Największy krajowy dystrybutor części samochodowych wypracował ponad 9 mld zł przychodów, co jest wynikiem o 4,1 proc. lepszym niż rok wcześniej. Duża w tym zasługa bardzo udanej końcówki roku. W samym grudniu grupa odnotowała ponad 28-procentowy wzrost sprzedaży, do 776,5 mln zł.
Wyniki te to głównie zasługa dynamicznie rosnącej sprzedaży zagranicznej. W 2020 roku przychody spółek dystrybucyjnych operujących na kilkunastu zagranicznych rynkach w regionie zwiększyły się o 13,5 proc., natomiast sprzedaż w kraju skurczyła się o 3,6 proc. Krajowy rynek wciąż odpowiada za ponad połowę łącznych przychodów grupy, ale udział ten systematycznie maleje.
W okresie 12 miesięcy 2020 roku prawie wszystkie rynki eksportowe poprawiły wynik sprzed roku. Negatywnym wyjątkiem były Włochy, gdzie grupa niedawno przestawiła się na inny model działalności, zamykając wszystkie filie.
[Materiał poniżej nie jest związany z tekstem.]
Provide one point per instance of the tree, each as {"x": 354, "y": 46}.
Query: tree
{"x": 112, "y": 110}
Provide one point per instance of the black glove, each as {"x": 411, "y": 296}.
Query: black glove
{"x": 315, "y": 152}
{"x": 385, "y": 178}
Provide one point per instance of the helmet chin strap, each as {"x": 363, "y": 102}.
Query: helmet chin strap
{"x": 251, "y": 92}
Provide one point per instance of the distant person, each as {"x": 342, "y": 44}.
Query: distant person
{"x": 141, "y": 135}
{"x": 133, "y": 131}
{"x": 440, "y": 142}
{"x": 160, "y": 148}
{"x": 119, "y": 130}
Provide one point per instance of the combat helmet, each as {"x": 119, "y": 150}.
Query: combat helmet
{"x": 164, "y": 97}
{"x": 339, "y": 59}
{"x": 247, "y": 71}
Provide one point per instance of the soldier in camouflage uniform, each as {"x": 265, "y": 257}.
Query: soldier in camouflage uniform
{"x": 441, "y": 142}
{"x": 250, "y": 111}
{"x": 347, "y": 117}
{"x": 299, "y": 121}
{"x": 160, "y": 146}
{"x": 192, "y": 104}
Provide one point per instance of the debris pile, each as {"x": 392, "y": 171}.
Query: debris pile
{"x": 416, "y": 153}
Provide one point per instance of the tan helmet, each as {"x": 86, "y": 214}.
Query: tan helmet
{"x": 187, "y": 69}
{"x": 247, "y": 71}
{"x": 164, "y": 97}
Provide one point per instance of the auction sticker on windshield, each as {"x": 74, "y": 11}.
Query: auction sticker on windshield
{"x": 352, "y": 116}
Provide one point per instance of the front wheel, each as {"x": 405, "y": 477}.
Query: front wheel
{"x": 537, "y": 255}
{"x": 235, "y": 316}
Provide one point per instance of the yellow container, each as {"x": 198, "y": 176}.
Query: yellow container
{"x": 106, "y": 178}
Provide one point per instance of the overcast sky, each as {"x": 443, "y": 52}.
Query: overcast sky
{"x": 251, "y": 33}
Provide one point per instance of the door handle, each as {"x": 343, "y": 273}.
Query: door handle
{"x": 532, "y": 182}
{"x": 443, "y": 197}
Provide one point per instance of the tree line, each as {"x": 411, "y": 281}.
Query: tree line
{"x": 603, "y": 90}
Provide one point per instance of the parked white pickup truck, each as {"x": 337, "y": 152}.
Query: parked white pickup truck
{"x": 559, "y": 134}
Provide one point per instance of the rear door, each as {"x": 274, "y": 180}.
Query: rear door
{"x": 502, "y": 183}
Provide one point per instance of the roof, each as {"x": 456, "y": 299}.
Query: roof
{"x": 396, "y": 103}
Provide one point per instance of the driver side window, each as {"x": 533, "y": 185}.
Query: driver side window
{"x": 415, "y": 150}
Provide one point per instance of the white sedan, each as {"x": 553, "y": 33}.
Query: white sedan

Najwyższe obroty grupa wypracowała na rynku rumuńskim, gdzie sprzedaż zwiększyła się o 9,2 proc. do 810,7 mln zł. Natomiast najdynamiczniej wzrosła sprzedaż na rynku greckim (z 40 mln do 95 mln zł), co jednak było efektem stosunkowo niskiej bazy z poprzedniego roku.
Wyniki sprzedaży grupy zostały pozytywnie przyjęte przez inwestorów. W efekcie w trakcie piątkowej sesji notowania Inter Carsu rosły nawet o ponad 5 proc., a handlu towarzyszyły wyższe niż zwykle obroty.